Uber facilitates 14 million trips per day, but not all data feeds into their pipeline without interruptions. Interruptions in network connectivity or malfunctions in certain data centers can create a massive change in the data, yet they are inevitable. Making large-scale automated decisions on poor quality data can lead to disasturous outcome, which Uber has implemented the Data Quality Monitor system in order to perform automated data quality analysis.
Due to the sheer amount of data the company receives every day, one-off statistical analysis with Confident Learning is not scalable. Uber first creates the Data Stats Service to create time series quality metrics for each table column at the data sources, feeds information to a dedicated anomaly detection platform, which then ties all analysis to the front end dashboard for data users, which alerts the users when there is concern about the data quality.

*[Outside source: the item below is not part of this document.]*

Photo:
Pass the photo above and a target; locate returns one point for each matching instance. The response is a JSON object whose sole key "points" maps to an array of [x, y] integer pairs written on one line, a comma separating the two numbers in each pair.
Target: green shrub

Statistically speaking, Uber utilizes Principle Component Analysis and Time Series Anaylsis to bundle hundreds of metrics generated by DSS and monitor anomalies in variance throughout the time series. To reduce the noise from metric-level anomalies, Uber has also implemente an unweighted scoring system alert at table-level anomalies instead.
While advanced techniques like Confident Learning is a great leap forward from manual inspection, such techniques could still solve only part of the problem when data feed is at a greater scale. This material helps data scientists to foresee what are the possibilities when designing a data pipeline at a grander scale.